Bakan Yazıcı, Türkiye'nin hızla büyüyen ekonomisiyle, Arap yatırımcılar için son derece karlı imkanlar sunduğunu belirterek, şöyle konuştu: 
''Son 10 yılda muazzam bir büyüme hızı yakalayan Türkiye, dünyanın en büyük 17'inci, Avrupa'nın en büyük 6'ıncı ekonomisi konumuna yükseldi. Küresel finans krizinden en hızlı çıkan ülkelerden biriyiz. OECD'nin yaptığı tahminlere göre Türkiye 2011-2017 yılları arasında yılda yaklaşık ortalama yüzde 6,7 büyüme oranı ile OECD ülkeleri arasında en hızlı büyüyen ekonomi olacak. Türkiye olarak sağladığımız makroekonomik istikrar, güçlü kamu maliyemiz, güçlü bankacılık sistemimiz ve güçlenen piyasa ekonomimiz ile küresel krizden çok az etkilendik. 
2011'de 1 trilyon 298 milyar lira olan Gayrisafi Yurtiçi Hasılamızı 2012'de 1 trilyon 435 milyar lira olarak beklemekteyiz. 2013'te ise hedefimiz 1 trilyon 571 milyar dolardır.
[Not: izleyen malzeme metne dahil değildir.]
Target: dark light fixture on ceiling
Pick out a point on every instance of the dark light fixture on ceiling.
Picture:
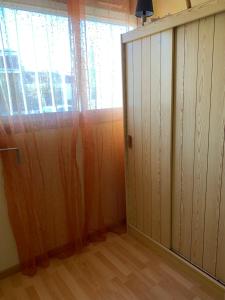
(144, 9)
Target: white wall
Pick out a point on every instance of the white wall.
(8, 252)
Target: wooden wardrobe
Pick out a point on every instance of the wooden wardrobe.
(174, 109)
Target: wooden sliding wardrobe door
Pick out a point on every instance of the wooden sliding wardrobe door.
(198, 201)
(148, 131)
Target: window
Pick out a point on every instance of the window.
(104, 64)
(35, 63)
(35, 67)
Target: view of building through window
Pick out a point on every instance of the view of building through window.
(35, 63)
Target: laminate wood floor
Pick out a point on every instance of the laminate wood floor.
(119, 268)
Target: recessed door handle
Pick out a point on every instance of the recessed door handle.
(12, 149)
(129, 141)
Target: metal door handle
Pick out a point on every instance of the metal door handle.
(12, 149)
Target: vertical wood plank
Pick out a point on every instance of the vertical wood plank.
(155, 134)
(220, 264)
(190, 76)
(146, 133)
(178, 138)
(131, 191)
(137, 63)
(166, 136)
(216, 151)
(206, 36)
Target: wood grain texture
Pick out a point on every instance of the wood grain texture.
(205, 55)
(150, 118)
(156, 135)
(137, 140)
(120, 268)
(216, 149)
(166, 134)
(190, 76)
(146, 133)
(198, 12)
(178, 139)
(130, 162)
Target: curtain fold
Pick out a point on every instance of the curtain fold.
(61, 107)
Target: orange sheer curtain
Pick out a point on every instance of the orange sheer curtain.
(67, 184)
(101, 127)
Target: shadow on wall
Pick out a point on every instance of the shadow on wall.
(8, 251)
(165, 7)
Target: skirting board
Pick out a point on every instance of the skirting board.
(178, 261)
(10, 271)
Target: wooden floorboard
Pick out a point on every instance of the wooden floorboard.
(119, 268)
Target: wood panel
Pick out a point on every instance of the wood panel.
(137, 138)
(216, 152)
(165, 153)
(150, 92)
(198, 12)
(190, 75)
(131, 187)
(146, 131)
(205, 55)
(156, 135)
(178, 139)
(186, 68)
(198, 202)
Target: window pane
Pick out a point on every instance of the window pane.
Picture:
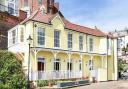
(69, 40)
(40, 2)
(56, 39)
(41, 36)
(91, 44)
(25, 3)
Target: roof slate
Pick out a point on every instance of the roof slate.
(46, 18)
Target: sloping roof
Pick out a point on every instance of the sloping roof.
(83, 29)
(46, 18)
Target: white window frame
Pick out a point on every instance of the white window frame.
(22, 35)
(57, 39)
(43, 61)
(39, 30)
(14, 6)
(13, 38)
(70, 61)
(91, 66)
(91, 44)
(57, 60)
(70, 39)
(81, 42)
(80, 65)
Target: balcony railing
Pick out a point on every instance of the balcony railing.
(10, 10)
(53, 75)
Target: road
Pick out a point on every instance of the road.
(106, 85)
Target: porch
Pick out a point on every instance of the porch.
(55, 75)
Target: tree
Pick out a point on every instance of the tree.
(11, 73)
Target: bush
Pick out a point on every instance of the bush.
(11, 73)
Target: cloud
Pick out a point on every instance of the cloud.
(110, 15)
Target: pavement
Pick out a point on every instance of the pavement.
(122, 84)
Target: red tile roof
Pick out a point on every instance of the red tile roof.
(46, 18)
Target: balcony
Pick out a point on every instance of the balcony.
(9, 10)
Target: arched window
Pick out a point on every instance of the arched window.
(41, 36)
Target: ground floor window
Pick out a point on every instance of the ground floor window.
(90, 64)
(69, 65)
(80, 65)
(56, 64)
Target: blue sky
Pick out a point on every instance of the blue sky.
(107, 15)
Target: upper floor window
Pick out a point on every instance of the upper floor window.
(25, 3)
(90, 44)
(41, 36)
(22, 35)
(40, 2)
(80, 42)
(69, 41)
(56, 38)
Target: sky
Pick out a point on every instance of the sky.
(107, 15)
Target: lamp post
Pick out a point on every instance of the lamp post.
(29, 43)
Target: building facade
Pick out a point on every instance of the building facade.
(9, 17)
(122, 42)
(61, 49)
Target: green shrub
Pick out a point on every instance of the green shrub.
(11, 73)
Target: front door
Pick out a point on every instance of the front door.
(41, 65)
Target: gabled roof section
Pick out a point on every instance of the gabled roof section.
(83, 29)
(47, 18)
(60, 18)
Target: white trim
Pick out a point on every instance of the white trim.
(59, 19)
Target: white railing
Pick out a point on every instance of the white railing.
(52, 75)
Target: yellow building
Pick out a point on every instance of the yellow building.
(61, 49)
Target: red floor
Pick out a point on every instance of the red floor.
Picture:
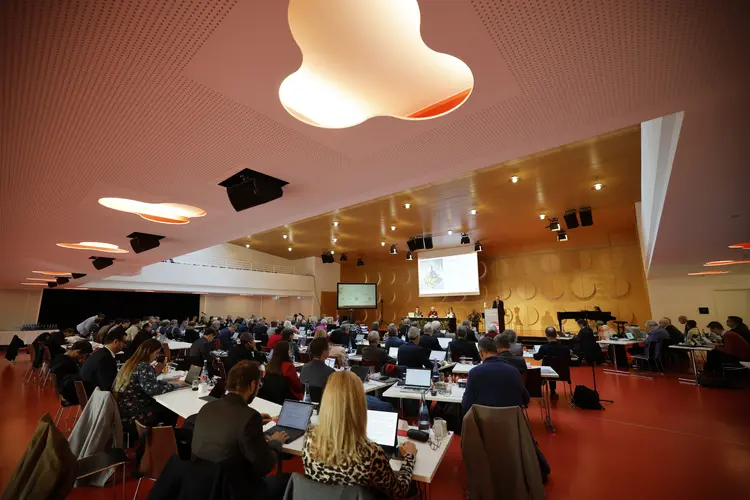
(659, 439)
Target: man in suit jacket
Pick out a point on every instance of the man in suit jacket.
(411, 355)
(494, 382)
(552, 349)
(100, 370)
(462, 347)
(428, 342)
(229, 432)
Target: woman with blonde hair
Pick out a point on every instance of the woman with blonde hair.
(337, 450)
(135, 386)
(334, 351)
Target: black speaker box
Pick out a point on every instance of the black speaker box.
(571, 220)
(586, 218)
(248, 188)
(142, 242)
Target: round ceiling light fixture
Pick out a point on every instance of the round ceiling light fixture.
(95, 246)
(163, 213)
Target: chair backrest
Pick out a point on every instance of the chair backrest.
(534, 382)
(160, 446)
(561, 366)
(83, 396)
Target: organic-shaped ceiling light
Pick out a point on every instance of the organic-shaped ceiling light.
(165, 213)
(366, 58)
(95, 246)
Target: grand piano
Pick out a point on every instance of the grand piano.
(587, 315)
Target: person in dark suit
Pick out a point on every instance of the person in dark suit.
(552, 349)
(230, 433)
(462, 347)
(428, 342)
(100, 369)
(587, 348)
(411, 354)
(493, 383)
(502, 344)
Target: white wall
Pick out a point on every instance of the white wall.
(18, 307)
(672, 297)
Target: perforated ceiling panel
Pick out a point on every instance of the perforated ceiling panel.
(159, 101)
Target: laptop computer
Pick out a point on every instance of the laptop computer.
(437, 355)
(194, 373)
(417, 380)
(382, 428)
(293, 419)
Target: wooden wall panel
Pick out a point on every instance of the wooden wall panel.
(534, 286)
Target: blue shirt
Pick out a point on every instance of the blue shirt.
(494, 383)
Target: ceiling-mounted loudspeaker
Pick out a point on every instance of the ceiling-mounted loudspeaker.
(571, 219)
(586, 218)
(248, 188)
(141, 242)
(100, 263)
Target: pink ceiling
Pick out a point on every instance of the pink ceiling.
(159, 101)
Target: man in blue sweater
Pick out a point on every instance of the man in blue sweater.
(494, 382)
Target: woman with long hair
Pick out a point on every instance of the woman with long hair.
(136, 384)
(337, 450)
(281, 364)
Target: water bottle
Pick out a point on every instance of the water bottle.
(424, 416)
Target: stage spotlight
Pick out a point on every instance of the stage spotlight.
(100, 263)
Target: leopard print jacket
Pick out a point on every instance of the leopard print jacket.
(374, 471)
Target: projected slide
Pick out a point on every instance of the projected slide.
(357, 296)
(443, 274)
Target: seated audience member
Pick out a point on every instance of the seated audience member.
(337, 451)
(244, 351)
(373, 353)
(494, 382)
(191, 334)
(736, 325)
(133, 329)
(229, 432)
(100, 369)
(491, 331)
(287, 335)
(201, 349)
(393, 339)
(411, 354)
(675, 335)
(281, 364)
(427, 341)
(226, 337)
(316, 372)
(502, 344)
(552, 349)
(463, 348)
(135, 388)
(67, 369)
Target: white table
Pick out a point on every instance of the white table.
(691, 350)
(186, 402)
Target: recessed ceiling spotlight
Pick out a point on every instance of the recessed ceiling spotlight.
(94, 245)
(164, 213)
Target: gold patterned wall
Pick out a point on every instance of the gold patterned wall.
(534, 286)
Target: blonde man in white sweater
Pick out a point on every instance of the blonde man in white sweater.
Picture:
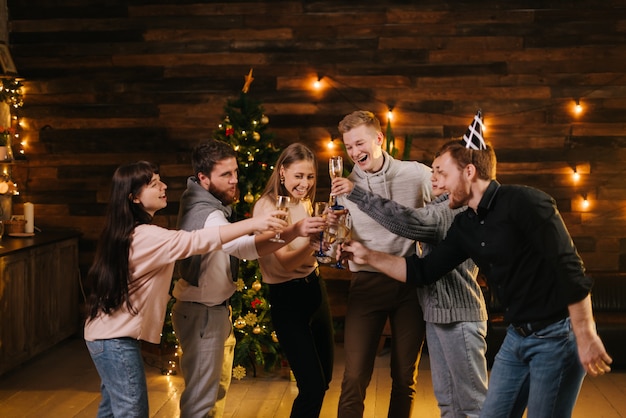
(372, 298)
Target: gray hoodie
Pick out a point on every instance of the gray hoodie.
(405, 182)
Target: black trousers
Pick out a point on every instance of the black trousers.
(303, 323)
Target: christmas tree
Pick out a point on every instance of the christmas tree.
(244, 126)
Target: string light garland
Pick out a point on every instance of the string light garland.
(577, 111)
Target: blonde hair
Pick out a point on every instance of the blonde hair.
(293, 153)
(358, 118)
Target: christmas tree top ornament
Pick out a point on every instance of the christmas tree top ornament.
(473, 138)
(249, 79)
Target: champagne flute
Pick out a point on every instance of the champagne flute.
(344, 233)
(282, 204)
(320, 208)
(335, 169)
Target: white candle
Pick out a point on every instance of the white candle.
(29, 216)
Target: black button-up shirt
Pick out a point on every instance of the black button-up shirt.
(518, 239)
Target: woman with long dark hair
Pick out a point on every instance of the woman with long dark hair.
(130, 279)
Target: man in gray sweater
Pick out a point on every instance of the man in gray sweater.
(454, 307)
(373, 298)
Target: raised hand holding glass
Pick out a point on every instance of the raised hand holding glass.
(282, 204)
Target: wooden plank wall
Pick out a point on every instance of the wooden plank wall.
(111, 81)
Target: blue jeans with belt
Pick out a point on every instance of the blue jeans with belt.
(123, 387)
(540, 371)
(301, 317)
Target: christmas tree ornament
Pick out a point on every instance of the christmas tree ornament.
(249, 79)
(240, 323)
(250, 307)
(249, 197)
(239, 372)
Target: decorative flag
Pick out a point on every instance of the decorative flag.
(473, 138)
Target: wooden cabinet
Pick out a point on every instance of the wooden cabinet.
(39, 294)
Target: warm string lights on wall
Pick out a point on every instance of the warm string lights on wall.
(577, 111)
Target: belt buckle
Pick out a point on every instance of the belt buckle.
(522, 330)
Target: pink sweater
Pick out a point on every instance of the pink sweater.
(153, 252)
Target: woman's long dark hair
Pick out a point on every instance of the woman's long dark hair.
(109, 275)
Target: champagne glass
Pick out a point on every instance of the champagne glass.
(282, 204)
(335, 169)
(320, 208)
(344, 234)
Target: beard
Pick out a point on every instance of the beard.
(460, 196)
(224, 196)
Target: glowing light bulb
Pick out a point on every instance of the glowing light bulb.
(578, 109)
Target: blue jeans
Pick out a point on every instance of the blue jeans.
(123, 387)
(541, 371)
(458, 366)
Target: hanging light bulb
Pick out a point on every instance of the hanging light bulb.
(585, 201)
(317, 84)
(578, 109)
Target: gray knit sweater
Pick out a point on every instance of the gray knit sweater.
(457, 297)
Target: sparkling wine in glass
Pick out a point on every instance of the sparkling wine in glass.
(282, 204)
(335, 169)
(344, 234)
(322, 257)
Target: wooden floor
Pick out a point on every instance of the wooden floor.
(63, 383)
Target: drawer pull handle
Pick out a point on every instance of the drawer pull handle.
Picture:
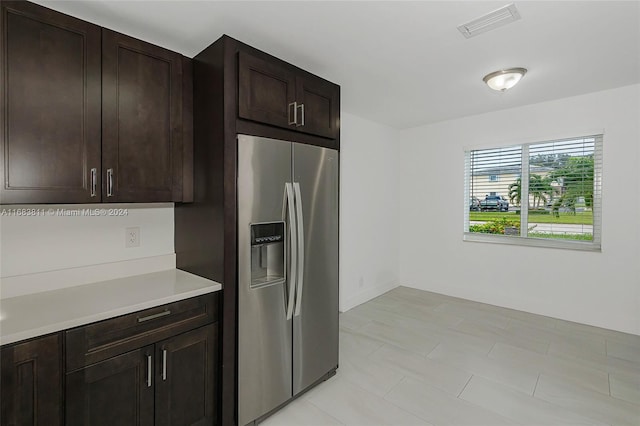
(154, 316)
(149, 370)
(164, 364)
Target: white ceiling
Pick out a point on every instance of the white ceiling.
(404, 63)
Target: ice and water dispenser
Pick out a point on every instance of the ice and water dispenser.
(267, 254)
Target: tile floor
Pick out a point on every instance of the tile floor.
(411, 357)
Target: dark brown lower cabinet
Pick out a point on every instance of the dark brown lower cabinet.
(31, 384)
(187, 378)
(117, 391)
(169, 383)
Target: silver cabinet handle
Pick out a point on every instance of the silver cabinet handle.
(293, 240)
(109, 182)
(293, 111)
(301, 108)
(164, 364)
(149, 370)
(94, 181)
(154, 316)
(300, 231)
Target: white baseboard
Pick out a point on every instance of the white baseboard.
(365, 296)
(20, 285)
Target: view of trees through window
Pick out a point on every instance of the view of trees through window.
(560, 183)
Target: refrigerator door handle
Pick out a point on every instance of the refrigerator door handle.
(293, 240)
(298, 196)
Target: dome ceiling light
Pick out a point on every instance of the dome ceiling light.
(504, 79)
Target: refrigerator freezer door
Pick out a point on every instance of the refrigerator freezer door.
(264, 333)
(315, 322)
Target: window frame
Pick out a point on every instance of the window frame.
(523, 239)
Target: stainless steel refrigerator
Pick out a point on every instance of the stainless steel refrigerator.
(287, 271)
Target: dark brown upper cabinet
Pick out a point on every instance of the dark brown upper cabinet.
(32, 382)
(51, 101)
(141, 121)
(273, 92)
(90, 115)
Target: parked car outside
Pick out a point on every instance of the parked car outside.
(474, 204)
(494, 202)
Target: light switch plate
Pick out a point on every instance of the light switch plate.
(132, 237)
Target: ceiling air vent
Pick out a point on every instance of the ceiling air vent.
(491, 20)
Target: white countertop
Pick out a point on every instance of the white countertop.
(32, 315)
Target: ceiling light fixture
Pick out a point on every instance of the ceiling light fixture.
(504, 79)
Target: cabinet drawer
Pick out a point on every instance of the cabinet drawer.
(96, 342)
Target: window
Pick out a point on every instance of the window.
(542, 194)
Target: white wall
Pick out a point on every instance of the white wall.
(36, 246)
(601, 289)
(368, 210)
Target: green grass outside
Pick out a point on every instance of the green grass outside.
(580, 218)
(580, 237)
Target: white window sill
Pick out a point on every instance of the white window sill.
(532, 242)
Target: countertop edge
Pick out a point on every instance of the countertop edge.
(100, 316)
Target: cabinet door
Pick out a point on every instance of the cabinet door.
(265, 90)
(31, 383)
(185, 387)
(118, 391)
(50, 106)
(141, 121)
(321, 100)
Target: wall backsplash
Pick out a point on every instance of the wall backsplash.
(74, 236)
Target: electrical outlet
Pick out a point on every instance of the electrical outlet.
(132, 237)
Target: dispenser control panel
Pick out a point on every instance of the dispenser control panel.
(268, 254)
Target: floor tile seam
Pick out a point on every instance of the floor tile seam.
(481, 374)
(418, 377)
(560, 408)
(536, 385)
(551, 362)
(598, 365)
(326, 412)
(465, 386)
(583, 415)
(599, 394)
(427, 422)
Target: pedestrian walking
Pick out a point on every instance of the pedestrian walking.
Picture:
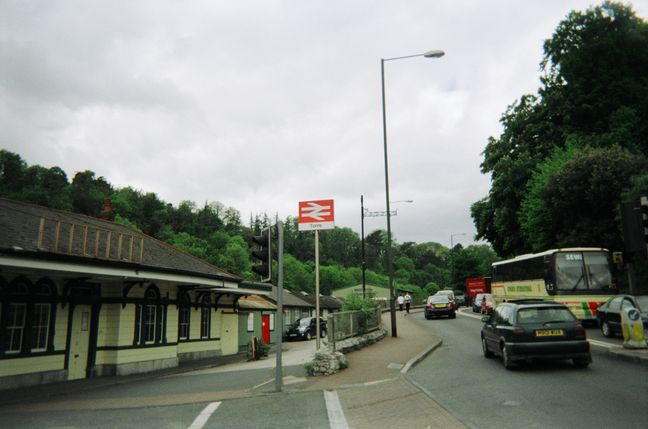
(401, 301)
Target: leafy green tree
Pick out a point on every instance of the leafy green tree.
(12, 169)
(584, 197)
(126, 222)
(297, 275)
(235, 257)
(334, 277)
(593, 92)
(340, 246)
(191, 244)
(431, 288)
(89, 193)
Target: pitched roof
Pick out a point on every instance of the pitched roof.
(36, 232)
(255, 302)
(289, 299)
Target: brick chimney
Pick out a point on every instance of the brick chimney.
(107, 213)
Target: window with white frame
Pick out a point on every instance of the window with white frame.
(205, 318)
(15, 327)
(27, 311)
(184, 316)
(149, 320)
(40, 326)
(250, 322)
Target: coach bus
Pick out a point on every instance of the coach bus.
(580, 278)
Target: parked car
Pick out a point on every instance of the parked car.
(304, 329)
(450, 295)
(608, 315)
(523, 330)
(490, 302)
(439, 305)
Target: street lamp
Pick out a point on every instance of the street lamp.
(392, 306)
(455, 235)
(366, 213)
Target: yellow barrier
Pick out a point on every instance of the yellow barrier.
(634, 336)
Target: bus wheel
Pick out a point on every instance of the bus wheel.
(605, 330)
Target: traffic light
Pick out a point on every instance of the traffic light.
(263, 254)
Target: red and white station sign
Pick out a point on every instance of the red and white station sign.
(316, 215)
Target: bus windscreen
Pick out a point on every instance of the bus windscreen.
(582, 271)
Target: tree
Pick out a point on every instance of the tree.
(593, 92)
(235, 257)
(89, 193)
(584, 196)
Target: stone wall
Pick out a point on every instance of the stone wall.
(328, 361)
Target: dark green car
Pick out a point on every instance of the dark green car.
(523, 330)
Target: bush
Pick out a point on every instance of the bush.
(366, 307)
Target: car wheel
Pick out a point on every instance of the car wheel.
(605, 330)
(487, 353)
(506, 358)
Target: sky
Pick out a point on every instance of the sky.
(259, 105)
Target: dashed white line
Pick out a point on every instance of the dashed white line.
(334, 410)
(204, 415)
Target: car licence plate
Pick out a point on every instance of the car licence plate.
(550, 333)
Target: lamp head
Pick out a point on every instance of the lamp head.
(434, 54)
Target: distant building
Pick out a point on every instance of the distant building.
(84, 297)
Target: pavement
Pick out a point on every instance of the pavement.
(370, 390)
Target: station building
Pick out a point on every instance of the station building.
(83, 297)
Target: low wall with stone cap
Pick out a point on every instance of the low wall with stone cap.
(329, 361)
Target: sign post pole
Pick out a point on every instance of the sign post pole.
(313, 216)
(317, 322)
(279, 325)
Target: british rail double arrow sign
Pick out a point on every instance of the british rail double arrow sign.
(316, 215)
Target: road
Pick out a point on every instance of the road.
(477, 391)
(482, 394)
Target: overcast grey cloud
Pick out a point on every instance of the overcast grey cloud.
(262, 104)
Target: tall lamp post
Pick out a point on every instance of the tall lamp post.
(366, 213)
(390, 268)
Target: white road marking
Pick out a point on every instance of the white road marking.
(334, 410)
(602, 344)
(204, 415)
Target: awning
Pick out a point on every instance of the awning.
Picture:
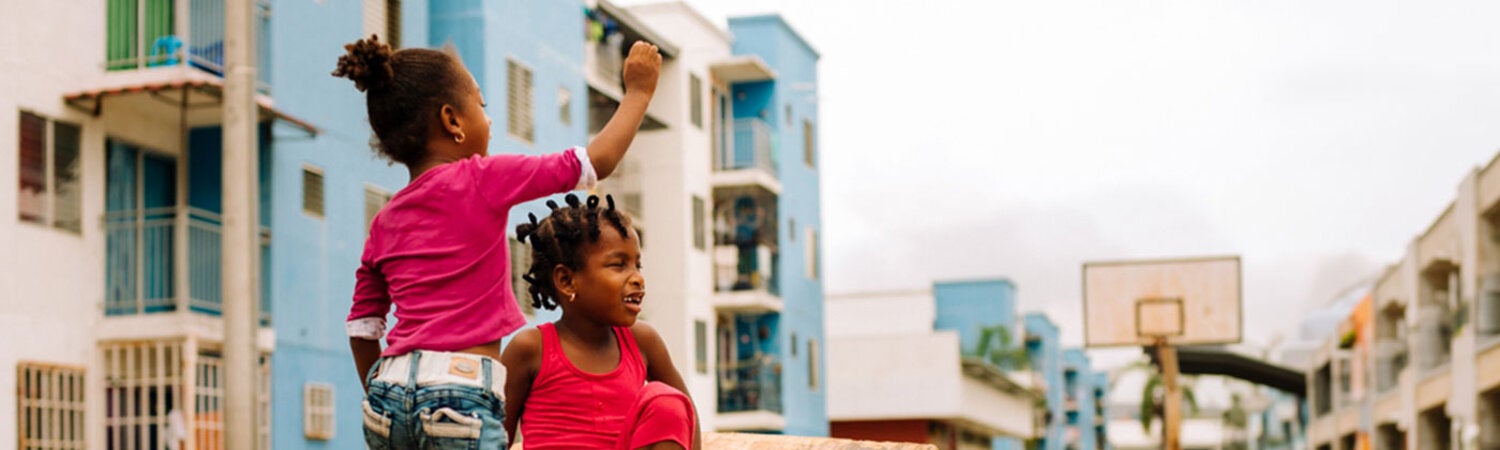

Kişi başına gelirimiz 2011'de 10 bin 469 dolar olarak gerçekleşmiştir. Tahminimiz 2012'de bu rakamın 10 bin 673 dolar olarak gerçekleşmesidir. 2013 için ise 11 bin 318 dolar, 2014'te de 11 bin 982 dolar olarak tahmin ediyoruz. Geliri artık daha dengeli dağıtıyoruz. "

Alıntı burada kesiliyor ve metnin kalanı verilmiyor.